Bu yazıyı okuyunca Radikal’de yayımlanan ve orduevi bahçelerinde oturanları aşağılayan, sadece bir meslek grubunu değil, onların eşlerini, çocuklarını, ana babalarını da hedef alan o meşhur yazıyı hatırladım.
Hatırlayamadığım tek şey, Radikal’in ya da o yazarın bu yazıyla ilgili olarak özür dileyip dilemediği oldu.
Mine Kırıkkanat’ın başına gelenlere ve sanki o “orduevi” yazısı hiç yazılmamış gibi davranılmasına bakınca İsmet Berkan’ın bir de “çifte standartlar” üzerine yazmasında yarar var gibi geliyor bana.
* Mehmet Y. Yılmaz/ Hürriyet
+++++++
“O” yazıdan...
...Güneşli bir tatil gününde eş-dostla keyif yapmak için oturmuş Orduevi ’misafirlerinin’hepsinin de yüzünde sert, snob, her an had bildirmeye, hizaya sokmaya hazır bir ifade vardı.
Birbirleriyle itişe kakışa, hemen diplerinden denize atlayan gençlerden de, kaldırımda sevgilisiyle el ele yürüyen pardösülü kızdan da tiksiniyorlardı herhalde.
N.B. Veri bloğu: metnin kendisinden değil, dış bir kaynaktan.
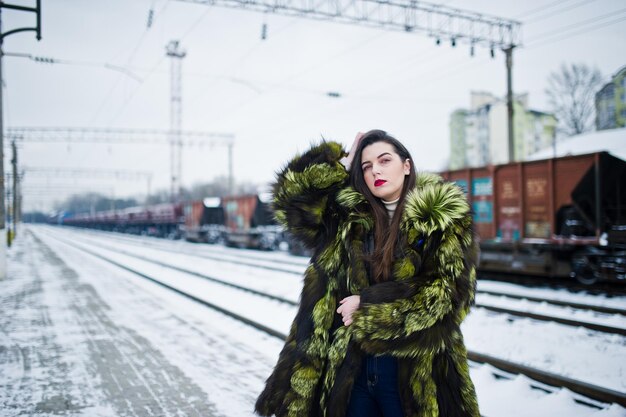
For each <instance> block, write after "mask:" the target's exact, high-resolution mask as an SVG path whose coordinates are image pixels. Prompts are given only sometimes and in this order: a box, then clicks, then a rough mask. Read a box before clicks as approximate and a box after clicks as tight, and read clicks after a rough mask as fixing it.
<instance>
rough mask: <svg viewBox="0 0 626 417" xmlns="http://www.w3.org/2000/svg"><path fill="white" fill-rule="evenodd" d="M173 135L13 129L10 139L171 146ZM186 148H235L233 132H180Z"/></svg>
mask: <svg viewBox="0 0 626 417" xmlns="http://www.w3.org/2000/svg"><path fill="white" fill-rule="evenodd" d="M170 135H171V132H170V131H169V130H158V129H113V128H110V129H109V128H82V127H9V128H8V129H7V137H8V138H9V139H14V140H15V141H16V142H18V143H19V142H72V143H93V142H100V143H120V144H146V143H147V144H163V145H166V144H169V143H170ZM179 138H180V141H181V142H182V143H183V145H185V146H194V145H196V146H197V145H211V146H214V145H215V146H232V145H233V144H234V135H233V134H231V133H211V132H195V131H184V130H183V131H180V136H179Z"/></svg>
Olsa bir sopa ellerinde, hepsini nasıl da hizaya sokarlardı.
* Nur Çintay A. / Radikal
++++++
MİNİ YORUM
Biraz dedikodu: Akman Umre’deyken...
Deniz Feneri e.V. kuryeliğiyle suçlanan eski RTÜK Başkanı Zahid Akman’ın Umre ziyaretinde başına gelmeyen kalmamış. İftar için Mescid’i Harem’deki müezzin mahfilinin dibinde toplanan Türklerle buluşan Akman’ın, Kabe’yi tavaf sırasında çıkardığı ayakkabıları, Almanya’daki soydaşlarımızdan toplanan 40 milyon euro gibi buharlaşmış. İftardan sonra diğer müslümanlar teravih namazı kılarken, Akman safların arasında ayakkabı arayışını sürdürmüş. Yorgun düşünce de teravihi kılmadan Hilton’daki odasına dönmüş. Bu olay, alınterlerini kaybeden müslümanların ne çektiğini anlamanız için ilahi bir uyarı olmasın Sayın Akman?